The audit results of this study have some limitations. First, we did not confirm the completeness of the registration. We plan to confirm the completeness of the NCD registration in future work by matching data from the Japanese diagnostic procedure combination/per-diem payment system. Second, the hospitals considered for selection were limited to those with high volumes and those affiliated with the JGSG, owing to the initial experience of conducting an audit for the gastroenterological section in the NCD. Third, a small number of hospitals (< 3% of the participating hospitals) were audited.
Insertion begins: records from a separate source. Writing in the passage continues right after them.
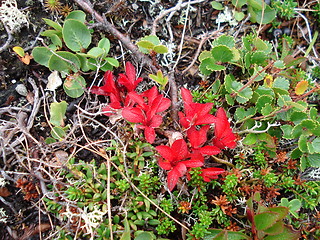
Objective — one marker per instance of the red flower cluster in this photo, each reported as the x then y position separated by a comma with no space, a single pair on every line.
177,158
144,109
141,108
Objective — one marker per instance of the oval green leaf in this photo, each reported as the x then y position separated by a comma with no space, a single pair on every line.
76,35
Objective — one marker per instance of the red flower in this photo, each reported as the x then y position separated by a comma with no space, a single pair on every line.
198,137
211,173
224,136
177,159
195,113
145,112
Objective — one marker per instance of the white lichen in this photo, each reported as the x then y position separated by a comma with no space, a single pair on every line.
11,16
91,219
3,216
2,182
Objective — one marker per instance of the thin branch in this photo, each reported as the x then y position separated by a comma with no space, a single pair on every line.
6,44
168,11
126,41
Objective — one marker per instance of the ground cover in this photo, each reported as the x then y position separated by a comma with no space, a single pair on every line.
159,119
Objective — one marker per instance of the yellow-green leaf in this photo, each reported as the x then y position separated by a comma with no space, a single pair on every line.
301,87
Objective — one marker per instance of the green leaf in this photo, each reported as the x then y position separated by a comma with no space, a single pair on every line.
242,114
204,54
217,5
76,35
94,52
265,16
267,109
57,62
295,154
126,235
146,44
58,133
316,144
245,95
215,67
228,235
291,61
104,43
287,131
74,86
159,78
282,211
262,101
57,113
259,58
279,64
260,44
53,24
286,234
161,49
297,117
265,220
145,236
302,143
275,229
238,15
257,4
229,99
250,139
239,3
222,53
42,55
281,83
203,66
314,160
50,140
77,15
113,62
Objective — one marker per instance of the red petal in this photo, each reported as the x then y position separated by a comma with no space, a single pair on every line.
193,163
149,134
174,175
165,152
197,138
155,121
134,96
133,114
165,164
179,149
205,119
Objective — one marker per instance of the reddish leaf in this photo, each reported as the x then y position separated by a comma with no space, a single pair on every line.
165,164
224,136
197,137
211,173
155,121
186,95
180,149
133,114
166,152
149,134
209,150
174,175
129,79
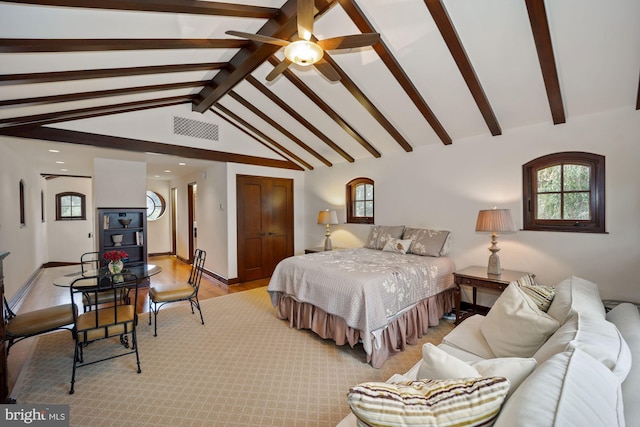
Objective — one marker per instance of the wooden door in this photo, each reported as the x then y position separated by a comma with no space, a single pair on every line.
265,224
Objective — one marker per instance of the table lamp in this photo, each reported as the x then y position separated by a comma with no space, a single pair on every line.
495,221
326,218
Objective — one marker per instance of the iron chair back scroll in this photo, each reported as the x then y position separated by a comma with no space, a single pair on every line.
114,320
165,294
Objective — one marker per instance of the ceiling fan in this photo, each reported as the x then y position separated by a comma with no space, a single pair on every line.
305,52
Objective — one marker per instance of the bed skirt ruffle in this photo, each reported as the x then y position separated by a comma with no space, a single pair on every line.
407,328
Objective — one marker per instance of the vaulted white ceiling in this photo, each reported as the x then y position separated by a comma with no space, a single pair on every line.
73,74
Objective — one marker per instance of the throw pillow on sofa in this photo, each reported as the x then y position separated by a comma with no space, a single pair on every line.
515,327
438,364
452,402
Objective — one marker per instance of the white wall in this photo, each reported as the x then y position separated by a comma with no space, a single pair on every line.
159,230
68,240
445,186
28,245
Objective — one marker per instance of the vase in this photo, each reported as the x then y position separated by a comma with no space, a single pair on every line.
116,267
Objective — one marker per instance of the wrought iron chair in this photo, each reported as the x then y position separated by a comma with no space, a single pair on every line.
90,261
165,294
24,325
115,320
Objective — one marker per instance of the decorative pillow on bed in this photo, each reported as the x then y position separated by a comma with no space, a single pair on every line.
381,234
426,242
398,246
452,402
515,327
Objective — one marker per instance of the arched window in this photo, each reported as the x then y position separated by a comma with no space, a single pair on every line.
564,192
70,206
360,201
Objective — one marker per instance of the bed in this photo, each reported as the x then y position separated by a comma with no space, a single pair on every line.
382,298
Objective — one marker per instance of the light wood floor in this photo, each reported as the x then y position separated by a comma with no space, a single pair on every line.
45,294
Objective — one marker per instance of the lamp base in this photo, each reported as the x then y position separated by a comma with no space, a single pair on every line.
327,244
494,265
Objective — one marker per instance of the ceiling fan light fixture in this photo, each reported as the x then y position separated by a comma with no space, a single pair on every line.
303,52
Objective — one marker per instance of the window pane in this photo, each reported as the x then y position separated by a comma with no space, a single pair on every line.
576,178
368,191
369,208
576,206
548,206
549,179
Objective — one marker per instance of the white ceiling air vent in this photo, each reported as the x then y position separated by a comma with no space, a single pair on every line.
195,128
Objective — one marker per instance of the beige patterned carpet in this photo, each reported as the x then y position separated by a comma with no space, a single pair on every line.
244,367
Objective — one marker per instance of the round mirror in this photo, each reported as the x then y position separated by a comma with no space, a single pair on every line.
155,205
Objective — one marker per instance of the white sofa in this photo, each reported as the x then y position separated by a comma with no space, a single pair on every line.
568,366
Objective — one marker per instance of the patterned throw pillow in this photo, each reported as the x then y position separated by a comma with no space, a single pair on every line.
450,402
381,234
398,246
426,242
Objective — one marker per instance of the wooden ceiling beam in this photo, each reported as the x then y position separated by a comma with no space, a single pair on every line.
383,51
264,116
262,135
368,105
172,6
246,61
326,108
544,46
91,45
54,99
102,110
450,35
60,76
136,145
293,113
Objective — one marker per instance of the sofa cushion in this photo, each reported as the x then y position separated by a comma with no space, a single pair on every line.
515,327
426,242
576,295
569,389
467,337
398,246
627,319
438,364
597,337
379,235
451,402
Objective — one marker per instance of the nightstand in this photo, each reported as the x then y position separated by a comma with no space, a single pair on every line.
477,277
317,249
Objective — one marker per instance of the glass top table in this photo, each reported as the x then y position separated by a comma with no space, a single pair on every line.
142,272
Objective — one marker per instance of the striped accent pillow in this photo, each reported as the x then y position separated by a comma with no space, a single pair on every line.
449,402
542,296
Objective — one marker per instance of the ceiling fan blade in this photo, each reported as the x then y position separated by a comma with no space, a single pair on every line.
348,42
305,19
327,70
258,37
279,69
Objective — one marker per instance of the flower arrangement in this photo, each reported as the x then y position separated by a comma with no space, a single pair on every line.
114,256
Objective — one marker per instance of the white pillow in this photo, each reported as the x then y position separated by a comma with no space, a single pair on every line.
438,364
515,327
398,246
576,295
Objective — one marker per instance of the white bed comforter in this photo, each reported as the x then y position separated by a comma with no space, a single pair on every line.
365,287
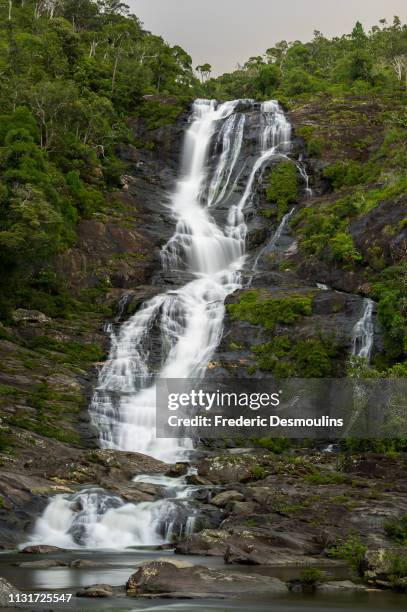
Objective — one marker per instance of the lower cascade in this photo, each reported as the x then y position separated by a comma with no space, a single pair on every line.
215,177
363,332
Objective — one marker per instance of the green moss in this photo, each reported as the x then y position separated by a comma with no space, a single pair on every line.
396,529
45,427
258,472
282,189
311,576
310,358
326,478
351,550
258,310
73,352
344,173
343,249
158,115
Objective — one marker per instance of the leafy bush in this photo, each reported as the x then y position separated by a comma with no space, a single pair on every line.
350,549
396,529
259,310
343,248
344,173
310,358
311,576
282,187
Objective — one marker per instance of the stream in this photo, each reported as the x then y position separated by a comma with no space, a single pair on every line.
208,252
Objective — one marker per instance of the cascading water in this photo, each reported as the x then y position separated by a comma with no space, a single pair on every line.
274,240
363,332
189,319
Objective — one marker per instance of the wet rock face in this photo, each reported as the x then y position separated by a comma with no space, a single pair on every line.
333,318
6,590
96,591
27,488
41,550
162,578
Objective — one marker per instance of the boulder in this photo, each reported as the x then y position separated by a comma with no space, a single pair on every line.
340,586
163,578
209,542
379,564
198,481
43,564
177,470
30,316
42,549
6,589
97,591
83,563
222,499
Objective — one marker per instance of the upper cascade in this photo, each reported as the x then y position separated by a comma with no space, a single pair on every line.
190,318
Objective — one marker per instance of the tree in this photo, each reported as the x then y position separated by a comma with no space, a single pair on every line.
204,71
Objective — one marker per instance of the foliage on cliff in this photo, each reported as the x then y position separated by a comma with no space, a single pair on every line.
357,62
70,72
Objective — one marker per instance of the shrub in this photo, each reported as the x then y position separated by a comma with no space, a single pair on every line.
344,173
351,550
343,248
258,472
311,576
282,188
310,358
269,312
396,529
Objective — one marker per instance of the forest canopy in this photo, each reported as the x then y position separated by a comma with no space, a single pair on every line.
71,71
357,62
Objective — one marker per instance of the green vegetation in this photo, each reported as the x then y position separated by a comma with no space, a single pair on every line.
259,310
70,74
396,529
326,478
46,427
257,472
311,577
352,550
73,352
359,63
282,189
310,358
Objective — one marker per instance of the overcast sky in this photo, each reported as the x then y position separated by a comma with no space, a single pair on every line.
225,32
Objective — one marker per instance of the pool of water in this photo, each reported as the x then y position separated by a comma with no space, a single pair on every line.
115,568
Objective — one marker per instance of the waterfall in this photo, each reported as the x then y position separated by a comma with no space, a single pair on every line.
269,248
96,519
174,334
190,318
363,332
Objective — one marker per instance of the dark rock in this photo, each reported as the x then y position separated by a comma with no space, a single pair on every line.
222,499
42,549
165,578
84,563
96,591
340,586
177,470
194,479
46,564
6,589
379,564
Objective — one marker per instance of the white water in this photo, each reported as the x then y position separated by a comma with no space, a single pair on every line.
173,335
95,519
190,318
270,247
363,332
In addition to data vilification, the establishment of evaluation criteria and an audit system were important objectives; therefore, we limited the number of target hospitals to a few of those affiliated with the JGSG. We plan to conduct a third audit involving at least 40 hospitals, representing 5% of the participating hospitals.

In conclusion, we verified data of the gastroenterological section of the NCD and found high accuracy of data entry. The initial success in quality assurance of the data of the JSGS session in the NCD should be strengthened by further advances in the registration protocol, continued training of data managers and auditors, and rigorous expansion of the verification activities.